We did not a similar issue with Mariadb so not sure if it is an older issue in the code before the mariadb fork. MDEV-33509 Failed to apply write set with flags=(rollback|pa_unsafe) · MariaDB/server@e0c8165 · GitHub

Just to confirm, db2.cluster and db3.cluster are separate, independent 3-node clusters? (6 servers in total) Have you searched through our https://jira.percona.com/ for a similar issue?

db2.cluster and db3.cluster are separate 4 data nodes and arbitrator clusters (cluster size of 5 each).
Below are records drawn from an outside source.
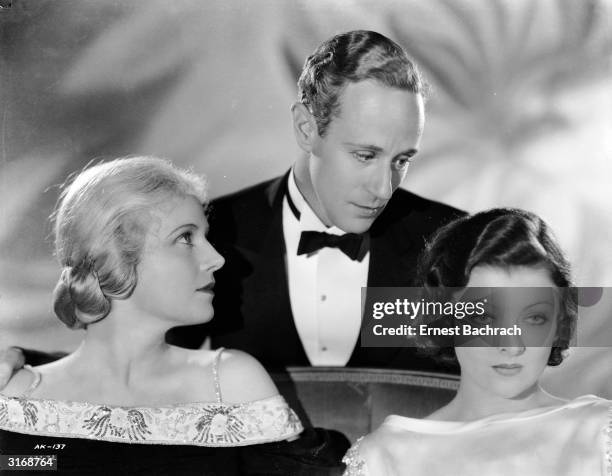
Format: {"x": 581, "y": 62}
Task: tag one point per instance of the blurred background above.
{"x": 520, "y": 115}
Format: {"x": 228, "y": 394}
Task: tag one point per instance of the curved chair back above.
{"x": 356, "y": 400}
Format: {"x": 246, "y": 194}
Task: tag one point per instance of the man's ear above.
{"x": 304, "y": 126}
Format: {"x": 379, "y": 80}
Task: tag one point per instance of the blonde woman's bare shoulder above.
{"x": 243, "y": 378}
{"x": 19, "y": 383}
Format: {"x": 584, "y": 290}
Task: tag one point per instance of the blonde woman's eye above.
{"x": 186, "y": 238}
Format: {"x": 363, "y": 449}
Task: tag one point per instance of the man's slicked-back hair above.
{"x": 351, "y": 57}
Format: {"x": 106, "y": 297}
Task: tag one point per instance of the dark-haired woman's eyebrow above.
{"x": 548, "y": 303}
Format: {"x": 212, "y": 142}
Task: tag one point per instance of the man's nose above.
{"x": 381, "y": 181}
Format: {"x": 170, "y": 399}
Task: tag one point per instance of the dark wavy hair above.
{"x": 502, "y": 237}
{"x": 349, "y": 58}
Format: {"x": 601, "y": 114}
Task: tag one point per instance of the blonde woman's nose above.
{"x": 211, "y": 259}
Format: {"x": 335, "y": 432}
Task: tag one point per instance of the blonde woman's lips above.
{"x": 508, "y": 370}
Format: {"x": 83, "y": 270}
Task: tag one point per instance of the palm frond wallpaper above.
{"x": 520, "y": 114}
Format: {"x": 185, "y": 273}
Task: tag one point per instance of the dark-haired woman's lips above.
{"x": 508, "y": 370}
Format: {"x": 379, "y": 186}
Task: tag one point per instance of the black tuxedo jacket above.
{"x": 252, "y": 307}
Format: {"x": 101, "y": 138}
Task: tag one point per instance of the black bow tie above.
{"x": 351, "y": 244}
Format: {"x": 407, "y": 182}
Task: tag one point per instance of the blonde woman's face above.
{"x": 513, "y": 365}
{"x": 175, "y": 273}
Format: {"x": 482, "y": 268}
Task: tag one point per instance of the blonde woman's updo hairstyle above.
{"x": 100, "y": 224}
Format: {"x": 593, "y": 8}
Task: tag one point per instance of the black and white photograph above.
{"x": 224, "y": 223}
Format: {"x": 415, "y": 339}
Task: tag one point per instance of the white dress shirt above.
{"x": 324, "y": 287}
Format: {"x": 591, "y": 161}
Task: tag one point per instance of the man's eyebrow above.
{"x": 364, "y": 146}
{"x": 376, "y": 148}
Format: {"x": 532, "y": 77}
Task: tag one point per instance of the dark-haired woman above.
{"x": 501, "y": 422}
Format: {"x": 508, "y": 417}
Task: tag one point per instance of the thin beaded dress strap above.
{"x": 37, "y": 378}
{"x": 216, "y": 374}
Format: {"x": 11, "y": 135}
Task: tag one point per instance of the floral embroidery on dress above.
{"x": 18, "y": 414}
{"x": 202, "y": 424}
{"x": 220, "y": 424}
{"x": 355, "y": 465}
{"x": 117, "y": 422}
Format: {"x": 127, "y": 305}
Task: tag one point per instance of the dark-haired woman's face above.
{"x": 510, "y": 366}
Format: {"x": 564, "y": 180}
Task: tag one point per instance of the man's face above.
{"x": 354, "y": 169}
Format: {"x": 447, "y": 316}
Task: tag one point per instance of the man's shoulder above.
{"x": 245, "y": 213}
{"x": 409, "y": 210}
{"x": 406, "y": 201}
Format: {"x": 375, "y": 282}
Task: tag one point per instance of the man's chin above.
{"x": 356, "y": 225}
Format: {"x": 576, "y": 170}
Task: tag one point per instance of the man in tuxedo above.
{"x": 300, "y": 247}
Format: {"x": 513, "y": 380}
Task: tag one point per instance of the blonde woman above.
{"x": 130, "y": 236}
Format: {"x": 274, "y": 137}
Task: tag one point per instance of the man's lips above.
{"x": 207, "y": 288}
{"x": 370, "y": 210}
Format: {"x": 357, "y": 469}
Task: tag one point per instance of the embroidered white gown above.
{"x": 174, "y": 439}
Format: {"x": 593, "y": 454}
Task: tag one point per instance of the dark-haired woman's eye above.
{"x": 186, "y": 238}
{"x": 536, "y": 319}
{"x": 482, "y": 319}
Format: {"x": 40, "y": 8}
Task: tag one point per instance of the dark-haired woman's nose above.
{"x": 512, "y": 351}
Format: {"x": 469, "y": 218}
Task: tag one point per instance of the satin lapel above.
{"x": 391, "y": 248}
{"x": 273, "y": 288}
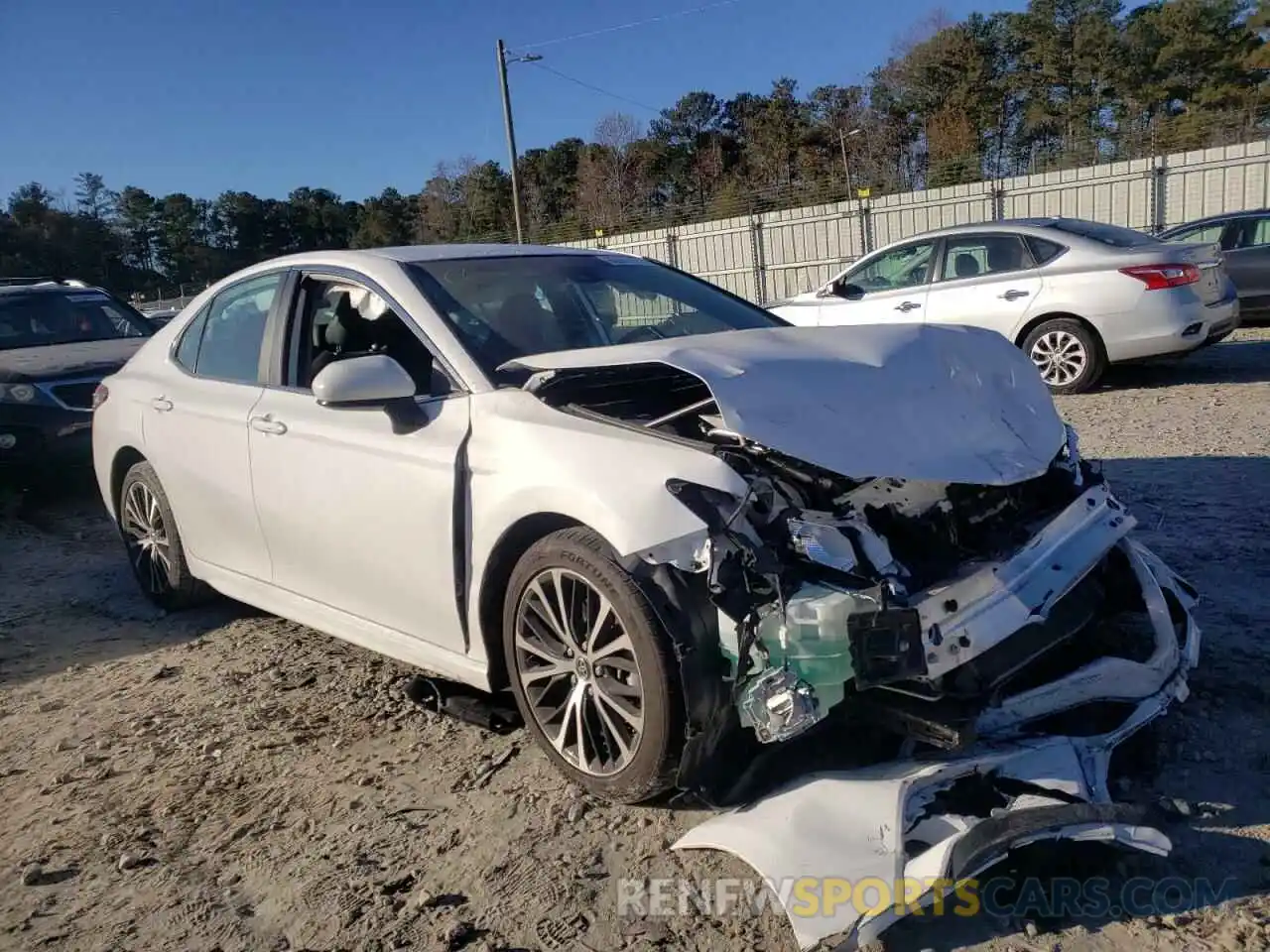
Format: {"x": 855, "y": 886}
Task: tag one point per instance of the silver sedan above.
{"x": 1075, "y": 295}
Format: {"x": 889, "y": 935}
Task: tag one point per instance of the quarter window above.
{"x": 982, "y": 254}
{"x": 1254, "y": 232}
{"x": 1206, "y": 235}
{"x": 903, "y": 268}
{"x": 1043, "y": 252}
{"x": 187, "y": 350}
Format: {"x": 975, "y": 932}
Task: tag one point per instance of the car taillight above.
{"x": 1159, "y": 277}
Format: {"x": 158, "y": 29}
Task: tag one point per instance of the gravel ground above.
{"x": 226, "y": 780}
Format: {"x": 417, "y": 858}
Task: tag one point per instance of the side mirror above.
{"x": 370, "y": 380}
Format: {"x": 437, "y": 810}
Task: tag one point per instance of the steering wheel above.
{"x": 645, "y": 331}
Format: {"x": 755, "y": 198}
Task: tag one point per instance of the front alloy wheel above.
{"x": 153, "y": 542}
{"x": 592, "y": 669}
{"x": 146, "y": 538}
{"x": 579, "y": 673}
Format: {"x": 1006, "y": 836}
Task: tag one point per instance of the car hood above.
{"x": 90, "y": 358}
{"x": 910, "y": 402}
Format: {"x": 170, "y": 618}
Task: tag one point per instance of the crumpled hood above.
{"x": 910, "y": 402}
{"x": 89, "y": 358}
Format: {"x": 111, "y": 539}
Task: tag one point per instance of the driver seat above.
{"x": 526, "y": 325}
{"x": 348, "y": 333}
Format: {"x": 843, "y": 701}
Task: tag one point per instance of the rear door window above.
{"x": 232, "y": 331}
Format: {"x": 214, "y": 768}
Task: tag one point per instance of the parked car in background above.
{"x": 658, "y": 513}
{"x": 1075, "y": 295}
{"x": 1245, "y": 243}
{"x": 59, "y": 338}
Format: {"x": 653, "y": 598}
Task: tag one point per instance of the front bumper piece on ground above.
{"x": 884, "y": 823}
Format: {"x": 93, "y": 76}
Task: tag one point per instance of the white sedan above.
{"x": 653, "y": 511}
{"x": 1078, "y": 296}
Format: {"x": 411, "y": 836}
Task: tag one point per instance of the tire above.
{"x": 1065, "y": 336}
{"x": 153, "y": 542}
{"x": 627, "y": 760}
These are 8.0.36

Yes, I searched through the Jira board last evening and earlier this morning and could not find a good match for the issue. I do not have a crash dump of the memory file but I could surely get one when it happens again if it would be useful.

We are testing 8.0.37 on yet a different cluster which is less critical of a cluster. We have slammed it with MDL and have gotten some entries in the logs for MDL conflicts that did not crash nodes so I believe the MDL issue is resolved. After a few more weeks of testing; we do plan to upgrade one of the two primary production clusters to 8.0.37.

Absolutely useful; one of the best things you can provide to our developers.

Great! Upgrading to the latest is usually the best thing to do for bug fixes.